CS: My final question. I want to talk a little bit about, you discussed this at kind of the Q&A last night, talking a little bit about outrage culture. And I think we all subscribe to that in a sense of when we see something that makes us angry, we immediately run to our social media and we just blast it, blast it. And something feels like it’s getting lost in that. Like, it feels to me like we’re not posting because we’re angry. We’re posting how we want to appear in the world as how we feel about things. And I think this movie really touches on that. And I just wanted you all to talk about that a little bit, if you all wanted to.

Kahn: Well, I think there’s two ways to view any sort of argument and the world is in an argument right now. There is an intellectual perspective and then there’s an experiential perspective. But the thing is that on one hand, on the intellectual perspective, without the experiential side of it, you can get wrapped up in your own head and you make intellectual arguments without the perspective from humanity. And there’s a lacking feel of emotion that you can’t get a good analysis off of that. On the flip side, the experiential part of it, where you’re actually in the moment, without a good dose of intellectualism and analysis can lead you astray because now you’re just going off of the emotion.

And what you end up finding sometimes is like, battle rappers have different styles. People on social media have different styles. One person might be arguing from a completely cool-headed, analytical point of view that has no empathy whatsoever, and the other person is all empathy with no intellectual analysis. And that’s a bad combo. And you see essentially battle raps are made out of good matches. What are good styles to put against each other? Two intellectuals going against each other are going to be amazing. But you see all these wires getting crossed in real life, and literally, it is a lack of good communication.
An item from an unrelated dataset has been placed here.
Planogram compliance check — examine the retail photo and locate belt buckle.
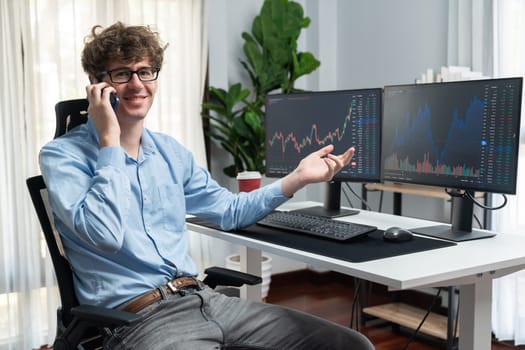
[166,281,179,294]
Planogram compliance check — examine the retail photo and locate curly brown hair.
[81,22,166,77]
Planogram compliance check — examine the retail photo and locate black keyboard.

And we’re simply like, flattening out any context whatsoever and you just see random words on screen and people are just coming at it, like the entire human experience is getting filtered through in 280 characters, and people are literally getting trapped up into a bad form of battle rap.

CS: That’s very true. It’s literally about debate.

Long: He answered everything right there. Look, that was a lot.

Produced by music icon artist Eminem, his manager and Def Jam Records CEO Paul Rosenberg, and producers Adi Shankar and Jil Hardin. Bodied opens in theaters on November 2.